Waitea zeae

Scientific classification
- Kingdom: Fungi
- Division: Basidiomycota
- Class: Agaricomycetes
- Order: Corticiales
- Family: Corticiaceae
- Genus: Waitea
- Species: W. zeae
- Binomial name: Waitea zeae (Voorhees) J.A. Crouch & Cubeta (2021)
- Synonyms: Rhizoctonia zeae Voorhees (1934) Moniliopsis zeae (Voorhees) R.T. Moore (1987)

= Waitea zeae =

- Genus: Waitea
- Species: zeae
- Authority: (Voorhees) J.A. Crouch & Cubeta (2021)
- Synonyms: Rhizoctonia zeae Voorhees (1934) Moniliopsis zeae (Voorhees) R.T. Moore (1987)

Species of fungus

Waitea zeae is a species of fungus in the family Corticiaceae.
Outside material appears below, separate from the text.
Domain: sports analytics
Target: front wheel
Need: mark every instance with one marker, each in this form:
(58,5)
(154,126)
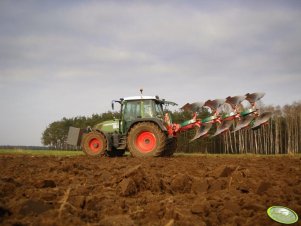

Basidiocarps (fruit bodies) are corticioid, thin, effused, and web-like, but the fungus is more frequently encountered in its similar but sterile anamorphic state. Waitea zeae is best known as a plant pathogen, causing commercially significant damage to cereals, grasses, and a wide range of other plants.

==Taxonomy==
Rhizoctonia zeae was originally described from Florida in 1934. It was later considered to be the anamorph (asexual state) of Waitea circinata. Molecular research has, however, shown that Waitea circinata is part of a complex of at least four genetically distinct taxa, each causing visibly different diseases. These taxa were initially treated (invalidly) as varieties of W. circinata, but have now been described as separate species.